In Turkey, Roketsan and Aselsan have developed a short, medium and long-range surface-to-air missile family since 2007. On 26 March 2021, the HISAR-A + destroyed a target drone during a test firing. A first HİSAR A + system was delivered to the Turkish Armed Forces in August 2021.

Poland has long produced the GROM missile, a local version of the 9K38 IGLA. The PIORUN missile is an improvement of the GROM with a range exceeding 6 km. Poland is also producing the POPRAD anti-aircraft system mounted on the SPZR developed by PIT-RADWARE. A total of 77 POPRAD firing units were delivered between 2018 and 2021 to the Polish Armed Forces.

Serbia has the nationally designed PASARS system, which incorporates a 40 mm gun and surface-to-air missile. The previous two versions of the PASARS were first equipped with the Russian IGLA and later the MBDA-developed MISTRAL 3 missiles. The latter, called RLN-IC, incorporates a modified Soviet infrared-guided air-to-air missile VYMPEL K-13 (R-13M).
South Korea has developed the SHIN-KUNG (CHIRON) missile, similar to the MISTRAL missile and it could have a superior performance.

The rocket features integrated IFF systems, night, and adverse weather capabilities, a two-colour (IR/UV) infrared seeker to aid in negating infrared countermeasures (IRCM). During development tests, the missile scored a 90 per cent hit ratio. The SHIN-KUNG missile hit a low-flying target up to 3.5 km with a speed of 697.5 m/s (over Mach 2.36) and a range of 7 km.

The Drone Threat

The mass arrival of drones of all sizes, loitering ammunition and directed weapons will influence future systems accompanying manoeuvre forces. There have been numerous announcements but few achievements so far. The US is finalising the development of laser-type weapons for short-range surface-to-air defence. A team of army engineers from The Army Rapid Capabilities and Critical Technologies Office (RCCTO) is developing two combat lasers, classes of 50 kilowatt-class weapons to be attached to STRYKER vehicles for combat deployment by 2022. The battery, power and cooling system are all self-contained in the (Directed Energy) DE M-SHORAD system.
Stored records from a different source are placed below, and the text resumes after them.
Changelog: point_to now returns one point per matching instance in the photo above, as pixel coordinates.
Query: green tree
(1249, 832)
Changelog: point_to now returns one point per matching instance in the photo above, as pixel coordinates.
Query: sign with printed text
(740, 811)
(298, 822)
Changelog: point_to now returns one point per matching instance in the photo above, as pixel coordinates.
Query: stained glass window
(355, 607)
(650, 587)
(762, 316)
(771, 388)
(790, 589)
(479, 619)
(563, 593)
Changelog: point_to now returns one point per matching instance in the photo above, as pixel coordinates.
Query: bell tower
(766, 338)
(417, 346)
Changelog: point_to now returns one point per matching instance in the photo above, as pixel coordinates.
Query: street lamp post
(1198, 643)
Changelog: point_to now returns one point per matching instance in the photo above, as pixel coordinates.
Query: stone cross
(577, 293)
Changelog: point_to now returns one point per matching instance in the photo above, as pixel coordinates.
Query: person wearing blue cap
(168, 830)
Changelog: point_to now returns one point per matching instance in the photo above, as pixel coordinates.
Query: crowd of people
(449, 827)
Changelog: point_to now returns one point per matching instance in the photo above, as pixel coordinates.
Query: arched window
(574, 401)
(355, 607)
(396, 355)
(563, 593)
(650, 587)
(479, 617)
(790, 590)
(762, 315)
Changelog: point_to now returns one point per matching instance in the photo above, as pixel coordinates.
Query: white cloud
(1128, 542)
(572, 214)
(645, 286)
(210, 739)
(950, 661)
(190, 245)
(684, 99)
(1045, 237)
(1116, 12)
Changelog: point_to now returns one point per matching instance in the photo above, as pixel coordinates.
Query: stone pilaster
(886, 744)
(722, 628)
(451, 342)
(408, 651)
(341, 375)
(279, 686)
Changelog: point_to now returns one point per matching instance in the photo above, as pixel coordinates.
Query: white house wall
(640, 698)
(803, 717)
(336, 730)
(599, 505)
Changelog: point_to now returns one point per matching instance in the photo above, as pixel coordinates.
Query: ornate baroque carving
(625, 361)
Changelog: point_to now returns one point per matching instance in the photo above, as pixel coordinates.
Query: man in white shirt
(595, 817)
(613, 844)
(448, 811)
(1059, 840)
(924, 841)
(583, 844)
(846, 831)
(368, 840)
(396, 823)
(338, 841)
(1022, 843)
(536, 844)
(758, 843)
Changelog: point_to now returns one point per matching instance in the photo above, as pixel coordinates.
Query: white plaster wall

The Army recently tested such systems at Fort Sill, Oklahoma.

To conclude, SHORAD is currently experiencing renewed interest in western countries while Russia and China have understood the importance of maintaining significant resources in this area. The fifth generation of MANPADS is due to arrive soon, at the same time as the first directed weapons. It is clear that ground-to-air defence is multi-layered by nature with a mix of different systems and weapons. Warfare is also a way forward with the full spectrum of measures to cut the links between a drone and its operator.